Une archéologie d'aujourd'hui
Il y a encore les faux fossiles, un bestiaire onirique extrait d’une paléontologie imaginaire. « La pierre est le produit de formes de vie disparues et mes sculptures veulent leur redonner la vie sous forme imaginaire ». Ces œuvres ne représentent pas ce qui a disparu, elles le rappellent. On se retrouve devant une figuration archaïque qui est une figuration archaïque qui est une affirmation de la croyance animiste et la réponse à la question de savoir si les objets inanimés ont une âme. Toutes ces formes organiques venues des profondeurs du sol et de l’inconscient sont marquées par l’idée de dégager l’esprit de la matière et par la relation instinctive au monde . Ici, la taille directe, très utilisée dans les anciennes sociétés religieuses, et le contact physique de l’artiste avec son matériau correspondent à un désir de redonner une valeur spirituelle à la sculpture. Mythologie du geste et de la vitalité. Fascination pour le minéral, les marbres blancs et le Carrare, le noir de Soignies, la pierre de Marquise, avec parfois des incursions dans la dureté d’un granit. Jeu d’opposition entre le brut de la pierre et le fini du polissage, entre le rugueux et le lisse : la lumière glisse sur le poli pour s’accrocher aux entailles du burin, ces incidences plastiques interrompant la ligne trop parfaite des formes et animant les surfaces .Contraste avec la sensualité de la pierre polies appelant la caresse de la main, et des formes vulvaires ou en érection.

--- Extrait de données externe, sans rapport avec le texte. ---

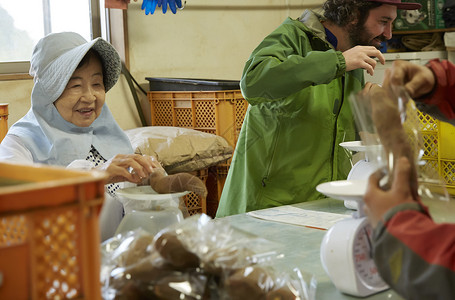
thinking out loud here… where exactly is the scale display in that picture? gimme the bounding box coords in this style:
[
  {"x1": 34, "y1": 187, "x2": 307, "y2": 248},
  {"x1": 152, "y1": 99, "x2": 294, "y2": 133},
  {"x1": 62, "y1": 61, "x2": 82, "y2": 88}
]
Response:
[
  {"x1": 353, "y1": 222, "x2": 385, "y2": 289},
  {"x1": 320, "y1": 217, "x2": 388, "y2": 297}
]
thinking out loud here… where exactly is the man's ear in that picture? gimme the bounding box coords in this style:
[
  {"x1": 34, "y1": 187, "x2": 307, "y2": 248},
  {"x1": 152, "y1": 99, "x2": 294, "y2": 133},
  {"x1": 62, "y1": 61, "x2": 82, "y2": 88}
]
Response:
[
  {"x1": 349, "y1": 15, "x2": 359, "y2": 27},
  {"x1": 345, "y1": 18, "x2": 359, "y2": 32}
]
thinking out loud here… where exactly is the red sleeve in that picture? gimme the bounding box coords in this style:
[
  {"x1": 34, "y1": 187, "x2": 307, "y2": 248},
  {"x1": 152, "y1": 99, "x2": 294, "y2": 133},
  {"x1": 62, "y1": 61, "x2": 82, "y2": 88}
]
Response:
[
  {"x1": 425, "y1": 59, "x2": 455, "y2": 120},
  {"x1": 373, "y1": 203, "x2": 455, "y2": 298},
  {"x1": 384, "y1": 209, "x2": 455, "y2": 271}
]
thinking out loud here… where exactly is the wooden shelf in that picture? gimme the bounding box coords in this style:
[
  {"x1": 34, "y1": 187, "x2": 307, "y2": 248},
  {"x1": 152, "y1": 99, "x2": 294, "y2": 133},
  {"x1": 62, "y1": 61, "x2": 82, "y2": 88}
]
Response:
[{"x1": 393, "y1": 28, "x2": 455, "y2": 35}]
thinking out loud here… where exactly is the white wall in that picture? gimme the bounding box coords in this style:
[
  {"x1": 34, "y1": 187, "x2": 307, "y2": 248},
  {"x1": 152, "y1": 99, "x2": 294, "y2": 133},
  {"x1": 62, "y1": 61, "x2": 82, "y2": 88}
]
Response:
[{"x1": 1, "y1": 0, "x2": 323, "y2": 130}]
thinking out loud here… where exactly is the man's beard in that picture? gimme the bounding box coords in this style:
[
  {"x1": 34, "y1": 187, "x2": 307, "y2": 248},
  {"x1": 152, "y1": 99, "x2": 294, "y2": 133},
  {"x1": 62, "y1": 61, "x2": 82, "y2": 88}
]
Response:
[{"x1": 347, "y1": 22, "x2": 386, "y2": 49}]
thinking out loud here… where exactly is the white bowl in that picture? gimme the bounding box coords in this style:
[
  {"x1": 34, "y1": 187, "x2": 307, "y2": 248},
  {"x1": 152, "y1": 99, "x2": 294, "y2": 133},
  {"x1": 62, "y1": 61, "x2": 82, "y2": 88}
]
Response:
[
  {"x1": 339, "y1": 141, "x2": 382, "y2": 153},
  {"x1": 116, "y1": 186, "x2": 189, "y2": 214},
  {"x1": 316, "y1": 180, "x2": 367, "y2": 202},
  {"x1": 116, "y1": 186, "x2": 188, "y2": 201}
]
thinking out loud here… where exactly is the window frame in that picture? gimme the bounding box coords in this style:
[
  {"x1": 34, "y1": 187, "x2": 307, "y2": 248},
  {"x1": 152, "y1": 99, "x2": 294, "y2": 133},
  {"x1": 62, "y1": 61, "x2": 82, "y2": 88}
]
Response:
[{"x1": 0, "y1": 0, "x2": 105, "y2": 80}]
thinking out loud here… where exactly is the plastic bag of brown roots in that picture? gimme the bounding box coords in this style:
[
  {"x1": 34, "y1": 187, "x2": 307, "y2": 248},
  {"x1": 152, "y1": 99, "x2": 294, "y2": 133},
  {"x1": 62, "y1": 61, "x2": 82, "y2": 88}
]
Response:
[{"x1": 100, "y1": 214, "x2": 317, "y2": 300}]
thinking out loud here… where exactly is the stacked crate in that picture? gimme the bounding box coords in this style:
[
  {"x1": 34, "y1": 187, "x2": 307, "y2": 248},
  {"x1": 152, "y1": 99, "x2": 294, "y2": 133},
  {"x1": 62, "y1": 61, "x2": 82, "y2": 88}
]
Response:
[
  {"x1": 147, "y1": 78, "x2": 248, "y2": 217},
  {"x1": 184, "y1": 168, "x2": 209, "y2": 215}
]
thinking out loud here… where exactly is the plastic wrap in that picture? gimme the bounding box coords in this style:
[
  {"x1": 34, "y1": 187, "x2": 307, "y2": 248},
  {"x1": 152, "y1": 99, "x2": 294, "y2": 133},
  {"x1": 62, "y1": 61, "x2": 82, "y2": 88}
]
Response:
[
  {"x1": 101, "y1": 214, "x2": 317, "y2": 300},
  {"x1": 349, "y1": 85, "x2": 451, "y2": 208},
  {"x1": 116, "y1": 186, "x2": 189, "y2": 216}
]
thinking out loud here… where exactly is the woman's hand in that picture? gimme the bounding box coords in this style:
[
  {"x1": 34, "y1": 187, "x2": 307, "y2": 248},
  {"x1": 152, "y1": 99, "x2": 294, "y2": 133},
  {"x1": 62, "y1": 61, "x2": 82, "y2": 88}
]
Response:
[
  {"x1": 97, "y1": 154, "x2": 163, "y2": 184},
  {"x1": 363, "y1": 157, "x2": 416, "y2": 228}
]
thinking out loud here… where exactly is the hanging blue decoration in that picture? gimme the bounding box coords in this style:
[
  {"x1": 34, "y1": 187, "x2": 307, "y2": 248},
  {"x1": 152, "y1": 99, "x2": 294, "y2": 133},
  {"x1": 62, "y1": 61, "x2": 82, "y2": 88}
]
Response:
[{"x1": 141, "y1": 0, "x2": 183, "y2": 15}]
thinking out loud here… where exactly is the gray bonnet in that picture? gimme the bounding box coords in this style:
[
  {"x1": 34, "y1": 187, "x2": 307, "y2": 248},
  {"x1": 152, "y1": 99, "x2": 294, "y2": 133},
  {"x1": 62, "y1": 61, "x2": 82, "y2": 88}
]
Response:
[
  {"x1": 29, "y1": 32, "x2": 121, "y2": 102},
  {"x1": 5, "y1": 32, "x2": 132, "y2": 167}
]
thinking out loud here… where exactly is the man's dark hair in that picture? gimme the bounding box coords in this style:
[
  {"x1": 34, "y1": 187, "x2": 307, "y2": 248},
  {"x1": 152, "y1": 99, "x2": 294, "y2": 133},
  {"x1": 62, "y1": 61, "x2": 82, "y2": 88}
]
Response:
[{"x1": 323, "y1": 0, "x2": 382, "y2": 27}]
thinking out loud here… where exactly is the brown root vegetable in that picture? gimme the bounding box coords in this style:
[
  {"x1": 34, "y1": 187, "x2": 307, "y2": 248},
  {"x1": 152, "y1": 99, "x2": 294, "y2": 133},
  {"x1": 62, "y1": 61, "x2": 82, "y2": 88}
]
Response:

Il y a enfin toute la statuaire publique (fontaine, observatoire, pierre dressées…), des monuments érigés tels des objets emblématiques pour un culte mystérieux, Gérard Ducouret y reprend les thèmes des mégalithes, ceux des pyramides antiques et des menhirs du panthéon celte, dans leur lien avec le cosmos. Ces sculptures chamanistes, conçues pour un rite communautaire, donnent vie à tout un espace social. Ces pierre sacrée qui parlent aux hommes et au ciel, ces totems modernes autour desquels s’accomplit la danse du regard, sont faits de la poussière des étoiles, le matière même de l’éternité.